"Posttraumatischer Wachstum" Glücksforscherin: Schicksalsschläge können stärker machen
Wenn man einen Angehörigen verliert oder Opfer einer Katastrophe wird, kann man sich schwer vorstellen, wieder glücklich zu werden. Forscher haben belegt, dass das geht.
Trier (dpa) - Menschen können aus sehr schweren Lebenskrisen persönlich gestärkt hinausgehen - davon ist die Glücksforscherin Michaela Brohm-Badry überzeugt. Zwar gehe es nach Schicksalsschlägen oder erlebten Katastrophen zunächst in der Regel darum, ein Trauma zu bewältigen.
"Zusätzlich gibt es aber bei rund 60 Prozent der Menschen, die traumatisiert sind, einen Entwicklungsschub, einen Wachstumsschub", sagte die Professorin an der Uni Trier der Deutschen Presse-Agentur. Es gebe also nicht nur "die posttraumatische Belastungsstörung - also das Betroffensein von Trauma", sondern auch das "posttraumatische Wachstum" - das in der deutschsprachigen Forschung bislang kaum thematisiert worden sei.
In den USA hätten Forscher sich nach dem Trauma der Terroranschläge vom 11. September 2001 mit fast 3000 Toten stark mit diesem Ansatz beschäftigt. Seitdem sei diese Forschung international gewachsen. Zahlreiche empirische Befunde von Krebspatienten sowie von Opfern von Brand-, Schiffs- oder Gewaltkatastrophen belegten, "dass dem Leid neben den belasteten Emotionen auch stärkende, positive Emotionen folgen können", sagte Brohm-Badry, die auch Präsidentin der Deutschen Gesellschaft für Positiv-Psychologische Forschung ist.

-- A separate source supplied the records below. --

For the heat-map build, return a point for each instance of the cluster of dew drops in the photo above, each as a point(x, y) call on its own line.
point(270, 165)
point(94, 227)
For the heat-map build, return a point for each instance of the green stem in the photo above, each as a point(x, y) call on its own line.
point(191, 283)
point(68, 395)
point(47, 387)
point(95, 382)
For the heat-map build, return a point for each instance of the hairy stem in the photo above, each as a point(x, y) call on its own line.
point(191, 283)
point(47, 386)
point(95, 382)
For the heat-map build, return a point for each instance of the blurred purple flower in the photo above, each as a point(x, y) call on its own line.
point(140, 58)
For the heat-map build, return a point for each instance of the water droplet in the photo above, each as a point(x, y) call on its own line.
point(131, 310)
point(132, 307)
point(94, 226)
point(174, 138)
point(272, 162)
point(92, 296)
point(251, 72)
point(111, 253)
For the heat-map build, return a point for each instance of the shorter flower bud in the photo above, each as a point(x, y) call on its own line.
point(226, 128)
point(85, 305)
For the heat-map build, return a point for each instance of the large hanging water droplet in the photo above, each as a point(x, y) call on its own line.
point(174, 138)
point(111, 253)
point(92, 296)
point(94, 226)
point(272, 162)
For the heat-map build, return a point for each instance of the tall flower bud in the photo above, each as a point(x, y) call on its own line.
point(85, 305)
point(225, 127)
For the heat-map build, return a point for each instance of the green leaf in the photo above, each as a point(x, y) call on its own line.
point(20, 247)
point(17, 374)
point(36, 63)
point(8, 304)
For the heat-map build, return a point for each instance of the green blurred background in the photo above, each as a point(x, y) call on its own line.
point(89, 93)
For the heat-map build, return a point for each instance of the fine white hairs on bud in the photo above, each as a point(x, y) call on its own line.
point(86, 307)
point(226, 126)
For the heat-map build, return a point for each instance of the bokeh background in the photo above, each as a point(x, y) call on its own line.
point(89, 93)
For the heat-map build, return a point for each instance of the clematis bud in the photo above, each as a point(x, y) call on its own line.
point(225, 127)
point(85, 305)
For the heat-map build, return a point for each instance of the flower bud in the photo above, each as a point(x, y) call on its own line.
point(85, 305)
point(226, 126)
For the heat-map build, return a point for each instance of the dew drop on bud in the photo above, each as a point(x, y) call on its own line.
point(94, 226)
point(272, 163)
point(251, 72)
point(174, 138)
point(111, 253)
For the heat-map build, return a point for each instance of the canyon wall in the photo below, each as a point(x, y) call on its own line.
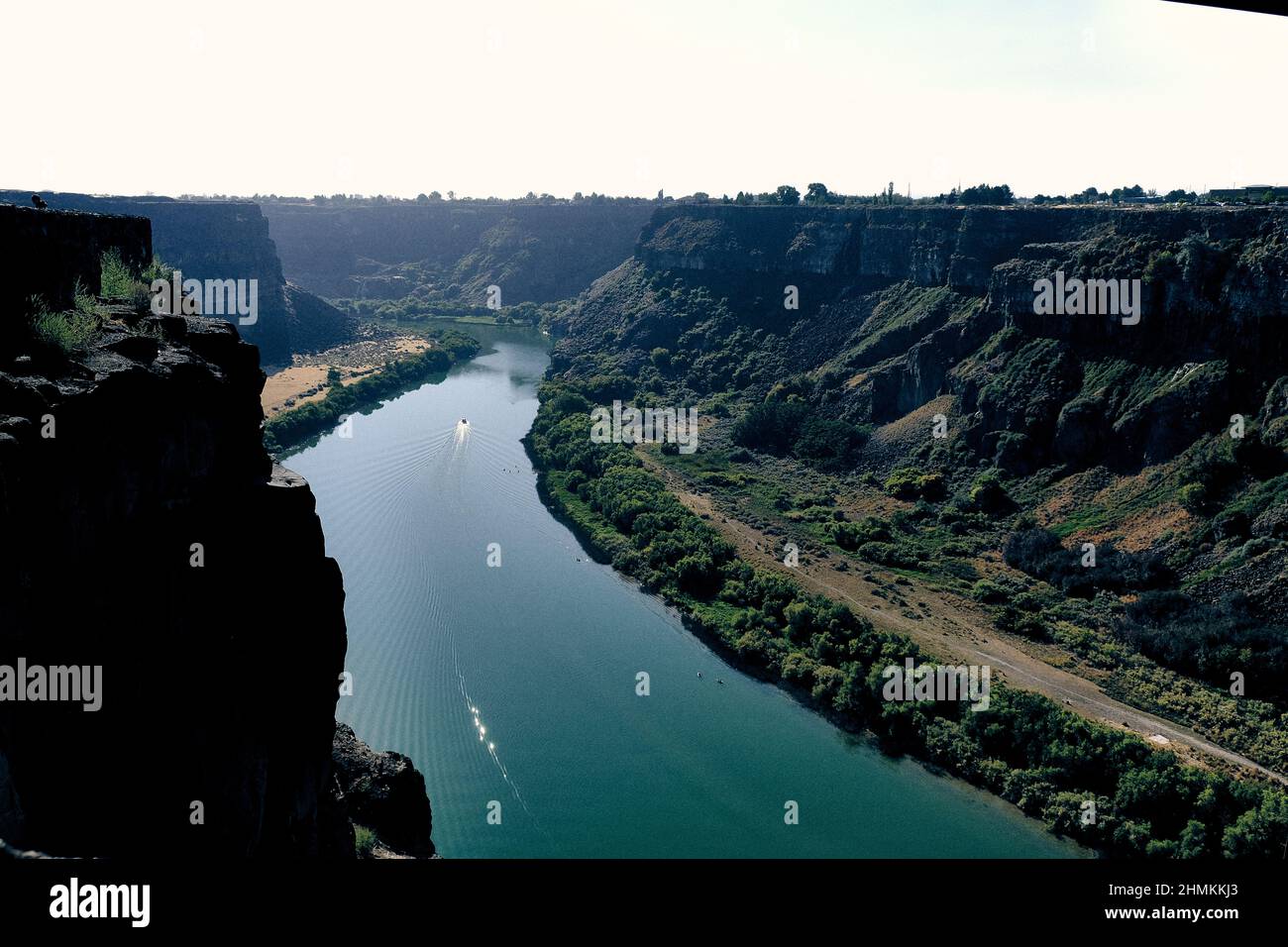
point(146, 532)
point(224, 240)
point(536, 253)
point(900, 304)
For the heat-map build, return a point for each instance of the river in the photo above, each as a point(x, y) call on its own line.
point(513, 686)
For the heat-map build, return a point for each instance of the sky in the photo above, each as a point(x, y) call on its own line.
point(497, 98)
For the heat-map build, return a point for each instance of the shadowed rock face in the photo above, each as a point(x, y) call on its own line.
point(224, 240)
point(145, 531)
point(384, 792)
point(48, 252)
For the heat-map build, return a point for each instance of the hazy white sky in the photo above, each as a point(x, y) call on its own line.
point(501, 98)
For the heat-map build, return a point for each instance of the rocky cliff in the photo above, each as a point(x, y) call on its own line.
point(224, 240)
point(535, 253)
point(896, 299)
point(150, 540)
point(1108, 419)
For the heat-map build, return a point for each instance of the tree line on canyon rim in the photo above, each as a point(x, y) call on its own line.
point(787, 449)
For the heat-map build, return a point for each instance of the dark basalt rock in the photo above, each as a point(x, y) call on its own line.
point(384, 792)
point(145, 530)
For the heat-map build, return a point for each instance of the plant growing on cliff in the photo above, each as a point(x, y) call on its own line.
point(62, 330)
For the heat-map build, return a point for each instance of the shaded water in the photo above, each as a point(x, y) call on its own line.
point(516, 684)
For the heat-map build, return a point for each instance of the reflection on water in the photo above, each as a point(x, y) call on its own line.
point(484, 644)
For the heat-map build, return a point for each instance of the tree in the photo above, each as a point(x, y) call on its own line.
point(787, 195)
point(816, 193)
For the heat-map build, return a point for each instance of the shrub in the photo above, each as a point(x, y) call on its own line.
point(62, 330)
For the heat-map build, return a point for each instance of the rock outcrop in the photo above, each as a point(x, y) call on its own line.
point(147, 539)
point(535, 253)
point(226, 240)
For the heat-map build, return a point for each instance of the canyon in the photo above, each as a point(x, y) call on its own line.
point(219, 672)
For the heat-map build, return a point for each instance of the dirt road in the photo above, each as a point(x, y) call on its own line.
point(954, 629)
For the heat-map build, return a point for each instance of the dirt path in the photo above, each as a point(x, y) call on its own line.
point(304, 380)
point(953, 629)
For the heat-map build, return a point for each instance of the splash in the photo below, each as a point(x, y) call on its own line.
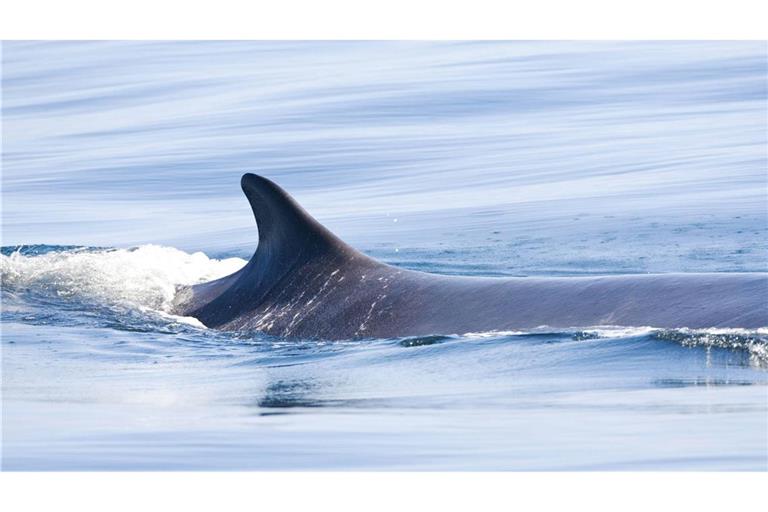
point(143, 277)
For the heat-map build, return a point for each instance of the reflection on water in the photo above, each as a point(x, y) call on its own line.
point(485, 158)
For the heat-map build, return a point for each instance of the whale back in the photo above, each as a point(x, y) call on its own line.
point(304, 281)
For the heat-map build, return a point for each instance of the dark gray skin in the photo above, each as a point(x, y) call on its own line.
point(305, 282)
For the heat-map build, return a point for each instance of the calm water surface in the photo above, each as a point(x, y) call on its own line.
point(120, 180)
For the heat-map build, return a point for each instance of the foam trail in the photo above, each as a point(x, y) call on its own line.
point(143, 277)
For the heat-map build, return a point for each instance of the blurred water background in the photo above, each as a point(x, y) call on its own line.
point(120, 179)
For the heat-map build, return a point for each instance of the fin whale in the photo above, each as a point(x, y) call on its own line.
point(303, 281)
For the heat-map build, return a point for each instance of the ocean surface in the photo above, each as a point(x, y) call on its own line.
point(120, 180)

Die, die das Trauma überwunden hätten, seien "innerlich stärker und klarer" als vorher. "Man erlebt eine Stimmigkeit mit sich selbst und kann wesentlich stärker unterscheiden, was wichtig und was unwichtig ist im Leben." Brohm-Badry (57) hat den Prozess selbst durchgemacht: Sie hatte 2011 den Riss eines Aneurysmas (Arterienerweiterung) im Gehirn erlitten und wäre fast gestorben. Zu den positiven Folgen von Leid-Erfahrungen hat Brohm-Badry ein Buch "Das gute Glück" geschrieben, das gerade erschienen ist. Nach zwölf Fachbüchern ist dies ihr erstes populärwissenschaftliche Buch.

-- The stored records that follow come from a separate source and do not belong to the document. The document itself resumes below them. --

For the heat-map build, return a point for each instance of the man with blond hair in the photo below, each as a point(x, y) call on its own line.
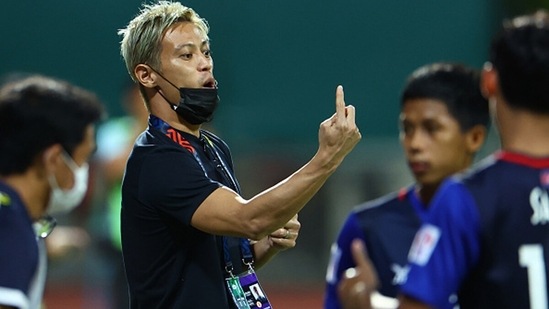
point(189, 239)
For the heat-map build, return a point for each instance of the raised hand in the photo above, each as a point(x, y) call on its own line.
point(338, 134)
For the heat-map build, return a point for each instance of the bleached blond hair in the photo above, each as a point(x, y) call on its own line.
point(141, 39)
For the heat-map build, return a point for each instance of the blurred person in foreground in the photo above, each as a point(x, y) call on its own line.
point(487, 236)
point(443, 123)
point(189, 240)
point(47, 135)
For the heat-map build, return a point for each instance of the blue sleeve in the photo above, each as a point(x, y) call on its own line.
point(340, 259)
point(445, 248)
point(18, 256)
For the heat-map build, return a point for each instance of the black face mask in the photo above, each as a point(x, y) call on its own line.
point(196, 105)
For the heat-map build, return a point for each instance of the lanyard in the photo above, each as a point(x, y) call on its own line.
point(209, 148)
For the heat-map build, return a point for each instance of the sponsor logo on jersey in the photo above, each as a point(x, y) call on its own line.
point(424, 244)
point(544, 178)
point(5, 199)
point(539, 201)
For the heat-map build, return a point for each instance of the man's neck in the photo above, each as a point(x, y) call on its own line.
point(31, 190)
point(524, 132)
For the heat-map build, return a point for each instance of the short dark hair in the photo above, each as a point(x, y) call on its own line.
point(455, 85)
point(37, 112)
point(520, 55)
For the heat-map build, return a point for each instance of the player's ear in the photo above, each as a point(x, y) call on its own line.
point(145, 75)
point(488, 80)
point(475, 138)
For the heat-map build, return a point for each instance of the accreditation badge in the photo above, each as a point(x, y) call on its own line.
point(237, 293)
point(255, 295)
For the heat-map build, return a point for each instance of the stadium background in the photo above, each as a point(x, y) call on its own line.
point(277, 63)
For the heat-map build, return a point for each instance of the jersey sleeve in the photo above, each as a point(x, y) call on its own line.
point(445, 248)
point(341, 259)
point(174, 183)
point(17, 258)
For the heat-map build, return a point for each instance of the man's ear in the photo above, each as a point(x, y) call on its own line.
point(145, 75)
point(51, 158)
point(475, 138)
point(488, 81)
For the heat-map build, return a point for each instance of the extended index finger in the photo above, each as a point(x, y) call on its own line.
point(340, 103)
point(359, 253)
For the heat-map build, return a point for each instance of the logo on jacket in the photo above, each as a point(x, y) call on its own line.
point(539, 201)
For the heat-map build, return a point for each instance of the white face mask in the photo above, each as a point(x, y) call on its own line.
point(63, 201)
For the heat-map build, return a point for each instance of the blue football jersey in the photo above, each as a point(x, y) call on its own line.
point(18, 250)
point(387, 226)
point(486, 238)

"Das posttraumatische Wachstum ist ein Prozess, der Zeit braucht", sagt die Professorin für Empirische Lehr-Lern-Forschung. Man müsse es aber nicht forcieren: "Es kommt von selbst." Bei ihr persönlich habe die Veränderung nach rund einem Jahr eingesetzt. "Dass ich plötzlich so ein Gefühl hatte, ich bin viel klarer als vorher in meiner Perspektive auf die Welt und die Menschen." Sie konzentriere sich seitdem mehr auf Wesentliches im Leben - und nehme sich die Freiheit, "auch mal was anbrennen zu lassen. Man muss nicht jede Gelegenheit ergreifen."
Warum aber das "gute" Glück"? In ihrem Buch gehe es nicht um das kurzfristige Glück, das man erlebe, wenn man etwas geschafft habe. Es gehe um ein anderes Glück: "Um die Stimmigkeit mit sich selbst, um das langfristige, ruhige Glück", sagte die Wissenschaftlerin. Man könne dieses natürlich auch ohne erlebtes Trauma finden. "Aber Schmerz scheint ein Katalysator zu sein."